2.3 Feature extractionThe study database comprised 91 features, of which 62 preoperative and intraoperative features were selected as early predictive factors for post-intervention DPC in children with PDA undergoing transcatheter closure. Four ML models were established using these early predictive factors for early prediction, as illustrated in Figure 1. Data with a missing rate exceeding 20% were removed and relevant literature was systematically reviewed to identify potential factors to be considered. For variables with a missing proportion of less than 20%, the mode was used to estimate categorical variables and the mean was used to estimate continuous variables. Features with statistical significance (P < 0.05) in the univariate tests were initially selected to minimise potential overfitting caused by high-dimensional features and then extra tree algorithm was used to select low-dimensional features for model construction (14, 15). Ultimately, six features were chosen to construct the ML model (Figure 2).
Figure 1. Flowchart depicting the design and analysis process of the machine-learning model for predicting decline in platelet count following interventional closure of patent ductus arteriosus in children. RF, random forest; XGB, extreme gradient boosting; LR, logistic regression; ADA, adaptive boosting; SHAP, SHapley Additive exPlanation.

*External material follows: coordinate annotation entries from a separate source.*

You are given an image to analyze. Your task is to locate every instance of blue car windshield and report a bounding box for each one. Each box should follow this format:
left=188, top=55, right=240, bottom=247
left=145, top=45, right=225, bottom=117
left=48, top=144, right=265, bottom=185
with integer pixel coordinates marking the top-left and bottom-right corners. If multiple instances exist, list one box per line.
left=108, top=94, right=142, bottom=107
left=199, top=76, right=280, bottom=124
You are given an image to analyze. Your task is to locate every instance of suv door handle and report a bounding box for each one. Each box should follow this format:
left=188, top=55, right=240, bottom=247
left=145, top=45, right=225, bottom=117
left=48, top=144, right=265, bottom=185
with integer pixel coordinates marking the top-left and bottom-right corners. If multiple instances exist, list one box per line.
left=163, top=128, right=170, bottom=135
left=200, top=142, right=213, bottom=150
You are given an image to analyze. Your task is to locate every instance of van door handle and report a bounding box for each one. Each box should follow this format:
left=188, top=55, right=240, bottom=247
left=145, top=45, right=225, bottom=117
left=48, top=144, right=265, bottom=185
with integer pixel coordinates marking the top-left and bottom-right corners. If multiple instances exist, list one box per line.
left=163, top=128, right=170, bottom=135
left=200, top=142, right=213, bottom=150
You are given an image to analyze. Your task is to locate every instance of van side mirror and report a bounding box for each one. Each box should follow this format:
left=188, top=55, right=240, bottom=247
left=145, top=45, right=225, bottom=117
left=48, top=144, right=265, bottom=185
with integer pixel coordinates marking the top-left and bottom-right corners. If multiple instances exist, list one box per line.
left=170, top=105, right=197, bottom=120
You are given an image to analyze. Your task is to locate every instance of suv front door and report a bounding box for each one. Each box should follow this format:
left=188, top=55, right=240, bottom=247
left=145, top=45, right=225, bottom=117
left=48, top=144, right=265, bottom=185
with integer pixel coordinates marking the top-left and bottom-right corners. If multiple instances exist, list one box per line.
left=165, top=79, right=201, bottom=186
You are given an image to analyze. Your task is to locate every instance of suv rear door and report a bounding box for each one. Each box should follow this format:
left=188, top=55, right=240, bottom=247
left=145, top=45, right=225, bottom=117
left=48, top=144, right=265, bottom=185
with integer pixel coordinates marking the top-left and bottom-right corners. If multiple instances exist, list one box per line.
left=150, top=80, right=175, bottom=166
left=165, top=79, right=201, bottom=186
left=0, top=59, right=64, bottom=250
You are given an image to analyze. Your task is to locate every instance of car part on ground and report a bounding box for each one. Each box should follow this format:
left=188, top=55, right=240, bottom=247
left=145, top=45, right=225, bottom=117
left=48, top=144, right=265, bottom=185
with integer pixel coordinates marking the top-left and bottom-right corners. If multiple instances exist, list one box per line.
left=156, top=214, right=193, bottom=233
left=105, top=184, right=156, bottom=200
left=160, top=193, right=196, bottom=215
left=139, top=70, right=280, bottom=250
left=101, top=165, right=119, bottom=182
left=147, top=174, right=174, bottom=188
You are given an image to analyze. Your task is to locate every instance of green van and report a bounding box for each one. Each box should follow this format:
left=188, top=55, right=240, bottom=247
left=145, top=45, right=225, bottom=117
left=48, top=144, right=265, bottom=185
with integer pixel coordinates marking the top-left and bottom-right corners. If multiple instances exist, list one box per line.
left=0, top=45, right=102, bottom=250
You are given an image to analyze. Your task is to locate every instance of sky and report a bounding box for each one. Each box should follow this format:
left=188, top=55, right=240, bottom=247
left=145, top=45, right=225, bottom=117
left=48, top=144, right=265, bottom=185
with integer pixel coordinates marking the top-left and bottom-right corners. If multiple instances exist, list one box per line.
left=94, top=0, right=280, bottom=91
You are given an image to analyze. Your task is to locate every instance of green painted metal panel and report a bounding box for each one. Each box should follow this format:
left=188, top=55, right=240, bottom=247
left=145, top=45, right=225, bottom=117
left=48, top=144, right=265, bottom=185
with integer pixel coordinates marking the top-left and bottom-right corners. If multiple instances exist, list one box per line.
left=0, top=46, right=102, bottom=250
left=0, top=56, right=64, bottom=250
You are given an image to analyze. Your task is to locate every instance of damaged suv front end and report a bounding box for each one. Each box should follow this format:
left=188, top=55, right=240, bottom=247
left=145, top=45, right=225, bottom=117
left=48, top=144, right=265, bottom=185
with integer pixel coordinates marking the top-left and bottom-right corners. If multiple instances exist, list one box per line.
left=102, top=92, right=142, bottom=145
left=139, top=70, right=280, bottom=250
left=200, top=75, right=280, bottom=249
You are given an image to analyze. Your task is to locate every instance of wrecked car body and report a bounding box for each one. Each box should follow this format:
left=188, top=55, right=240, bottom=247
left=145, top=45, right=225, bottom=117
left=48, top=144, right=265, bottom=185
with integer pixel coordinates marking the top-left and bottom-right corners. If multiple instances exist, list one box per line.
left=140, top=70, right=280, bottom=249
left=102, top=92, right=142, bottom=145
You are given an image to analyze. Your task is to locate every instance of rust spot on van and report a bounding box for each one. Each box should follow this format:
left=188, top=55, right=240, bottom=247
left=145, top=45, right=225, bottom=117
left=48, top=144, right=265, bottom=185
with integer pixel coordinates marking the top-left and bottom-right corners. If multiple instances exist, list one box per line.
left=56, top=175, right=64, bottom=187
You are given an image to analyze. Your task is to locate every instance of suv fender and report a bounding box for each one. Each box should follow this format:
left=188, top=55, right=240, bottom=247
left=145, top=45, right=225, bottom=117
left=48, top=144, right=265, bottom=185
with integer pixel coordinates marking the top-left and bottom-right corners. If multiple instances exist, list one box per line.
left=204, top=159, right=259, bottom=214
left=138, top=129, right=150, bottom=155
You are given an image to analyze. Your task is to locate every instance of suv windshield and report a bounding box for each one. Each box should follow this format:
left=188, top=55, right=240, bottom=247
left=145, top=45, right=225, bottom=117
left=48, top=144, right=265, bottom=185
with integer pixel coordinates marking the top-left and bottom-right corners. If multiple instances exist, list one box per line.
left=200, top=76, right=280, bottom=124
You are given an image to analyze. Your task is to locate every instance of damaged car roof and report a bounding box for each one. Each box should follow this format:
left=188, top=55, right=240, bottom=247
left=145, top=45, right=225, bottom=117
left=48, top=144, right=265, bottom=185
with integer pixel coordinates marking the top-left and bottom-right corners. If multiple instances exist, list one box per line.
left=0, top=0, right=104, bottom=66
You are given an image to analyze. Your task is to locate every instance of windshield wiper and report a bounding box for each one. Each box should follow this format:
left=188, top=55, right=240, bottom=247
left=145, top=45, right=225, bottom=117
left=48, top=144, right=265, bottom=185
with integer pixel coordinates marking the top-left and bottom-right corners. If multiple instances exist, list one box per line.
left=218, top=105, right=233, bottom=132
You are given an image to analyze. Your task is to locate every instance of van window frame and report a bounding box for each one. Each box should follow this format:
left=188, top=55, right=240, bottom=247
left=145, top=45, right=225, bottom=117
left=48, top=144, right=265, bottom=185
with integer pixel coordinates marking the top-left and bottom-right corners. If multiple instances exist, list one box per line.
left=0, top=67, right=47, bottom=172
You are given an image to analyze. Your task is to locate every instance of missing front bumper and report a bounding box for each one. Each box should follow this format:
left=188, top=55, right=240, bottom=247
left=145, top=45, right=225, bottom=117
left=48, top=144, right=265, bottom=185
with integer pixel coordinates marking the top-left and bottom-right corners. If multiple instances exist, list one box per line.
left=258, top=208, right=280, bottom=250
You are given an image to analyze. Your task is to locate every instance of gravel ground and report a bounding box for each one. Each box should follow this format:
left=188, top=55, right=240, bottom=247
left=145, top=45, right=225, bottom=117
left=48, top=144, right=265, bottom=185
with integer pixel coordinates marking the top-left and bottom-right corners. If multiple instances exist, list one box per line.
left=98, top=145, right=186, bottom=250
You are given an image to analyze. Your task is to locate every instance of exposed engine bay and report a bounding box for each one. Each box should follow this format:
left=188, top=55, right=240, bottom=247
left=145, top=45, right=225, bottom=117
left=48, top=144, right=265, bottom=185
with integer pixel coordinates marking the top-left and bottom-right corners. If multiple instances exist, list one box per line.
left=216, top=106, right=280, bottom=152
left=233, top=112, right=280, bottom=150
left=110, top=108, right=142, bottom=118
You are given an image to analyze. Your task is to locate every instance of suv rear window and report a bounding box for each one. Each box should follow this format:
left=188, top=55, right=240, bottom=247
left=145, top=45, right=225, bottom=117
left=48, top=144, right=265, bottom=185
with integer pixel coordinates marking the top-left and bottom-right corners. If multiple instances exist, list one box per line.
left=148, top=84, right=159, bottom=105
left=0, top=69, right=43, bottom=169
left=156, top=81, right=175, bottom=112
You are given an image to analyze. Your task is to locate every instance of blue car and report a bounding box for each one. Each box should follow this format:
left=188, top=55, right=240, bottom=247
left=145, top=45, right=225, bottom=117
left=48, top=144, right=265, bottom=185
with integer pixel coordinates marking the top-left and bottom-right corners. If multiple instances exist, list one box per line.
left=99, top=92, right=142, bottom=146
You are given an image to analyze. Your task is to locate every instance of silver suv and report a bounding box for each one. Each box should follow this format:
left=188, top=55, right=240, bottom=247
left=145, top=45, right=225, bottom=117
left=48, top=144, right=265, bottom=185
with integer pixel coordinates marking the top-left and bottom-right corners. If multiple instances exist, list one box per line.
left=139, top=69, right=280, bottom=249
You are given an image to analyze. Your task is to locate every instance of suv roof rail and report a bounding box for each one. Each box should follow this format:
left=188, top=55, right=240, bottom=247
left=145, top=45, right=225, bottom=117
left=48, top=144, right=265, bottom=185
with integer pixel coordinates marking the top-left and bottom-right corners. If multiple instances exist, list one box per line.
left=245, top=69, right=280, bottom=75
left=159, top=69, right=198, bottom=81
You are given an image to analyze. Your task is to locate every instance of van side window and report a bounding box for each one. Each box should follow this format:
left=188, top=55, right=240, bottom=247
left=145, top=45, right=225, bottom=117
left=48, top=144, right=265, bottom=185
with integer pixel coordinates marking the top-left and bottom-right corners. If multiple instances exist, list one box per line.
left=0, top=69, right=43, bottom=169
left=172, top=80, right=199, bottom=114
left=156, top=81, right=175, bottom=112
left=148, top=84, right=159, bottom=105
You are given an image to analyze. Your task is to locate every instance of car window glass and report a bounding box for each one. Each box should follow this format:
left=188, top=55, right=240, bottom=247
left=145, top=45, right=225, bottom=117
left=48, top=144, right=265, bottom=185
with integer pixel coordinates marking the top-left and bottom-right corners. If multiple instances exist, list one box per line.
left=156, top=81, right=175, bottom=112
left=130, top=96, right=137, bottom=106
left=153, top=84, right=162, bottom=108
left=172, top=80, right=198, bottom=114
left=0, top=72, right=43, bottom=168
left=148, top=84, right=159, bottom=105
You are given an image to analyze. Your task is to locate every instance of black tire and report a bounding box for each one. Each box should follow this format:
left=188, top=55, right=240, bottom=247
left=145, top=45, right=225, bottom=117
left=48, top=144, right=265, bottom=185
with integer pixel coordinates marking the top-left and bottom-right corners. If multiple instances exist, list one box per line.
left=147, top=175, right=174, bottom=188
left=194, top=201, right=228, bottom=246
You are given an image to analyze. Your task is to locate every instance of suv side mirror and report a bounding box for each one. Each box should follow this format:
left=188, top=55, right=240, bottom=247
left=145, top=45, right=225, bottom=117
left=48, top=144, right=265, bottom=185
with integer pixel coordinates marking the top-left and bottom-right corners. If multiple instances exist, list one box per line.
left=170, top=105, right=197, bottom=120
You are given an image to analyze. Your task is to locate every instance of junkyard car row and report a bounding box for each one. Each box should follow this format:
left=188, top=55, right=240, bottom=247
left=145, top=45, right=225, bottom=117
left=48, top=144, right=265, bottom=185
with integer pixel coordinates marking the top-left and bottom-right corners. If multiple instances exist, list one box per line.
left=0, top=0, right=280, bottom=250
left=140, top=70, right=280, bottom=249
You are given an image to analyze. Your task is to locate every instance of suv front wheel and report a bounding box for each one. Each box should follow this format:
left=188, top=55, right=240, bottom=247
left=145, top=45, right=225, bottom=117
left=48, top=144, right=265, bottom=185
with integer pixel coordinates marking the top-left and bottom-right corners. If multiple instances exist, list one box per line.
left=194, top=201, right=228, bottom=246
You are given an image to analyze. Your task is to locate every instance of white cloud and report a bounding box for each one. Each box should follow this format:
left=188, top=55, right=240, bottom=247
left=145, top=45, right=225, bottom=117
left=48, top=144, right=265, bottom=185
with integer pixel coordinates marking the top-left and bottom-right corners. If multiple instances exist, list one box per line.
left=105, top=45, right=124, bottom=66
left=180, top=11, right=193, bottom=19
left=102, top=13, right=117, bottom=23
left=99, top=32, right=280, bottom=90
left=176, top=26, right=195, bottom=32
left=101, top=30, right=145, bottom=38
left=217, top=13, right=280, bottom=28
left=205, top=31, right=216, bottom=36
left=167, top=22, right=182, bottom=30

Figure 2. Extra tree selection predictive features. PAH, pulmonary arterial hypertension; PAP, pulmonary artery pressure.
2.4 Model construction and interpretationThe model construction involved the utilization of the following four supervised machine learning algorithms: logistic regression (LR), adaptive boosting (ADA), random forest (RF) and extreme gradient boosting (XGB). The models were evaluated using area under the curve (AUC) (16). Extra tree algorithm was applied to optimize the model parameters for each algorithm. SHAP was employed to interpret the ML models. Based on cooperative game theory, this method treats each feature variable in the dataset as a player and fairly allocates the cooperative gains by considering each player's contribution to the cooperative outcome, which, in this case, is the prediction result obtained by training the model. In this study, SHAP was applied to observe the effect of each feature on the prediction outcome during the prediction process (17).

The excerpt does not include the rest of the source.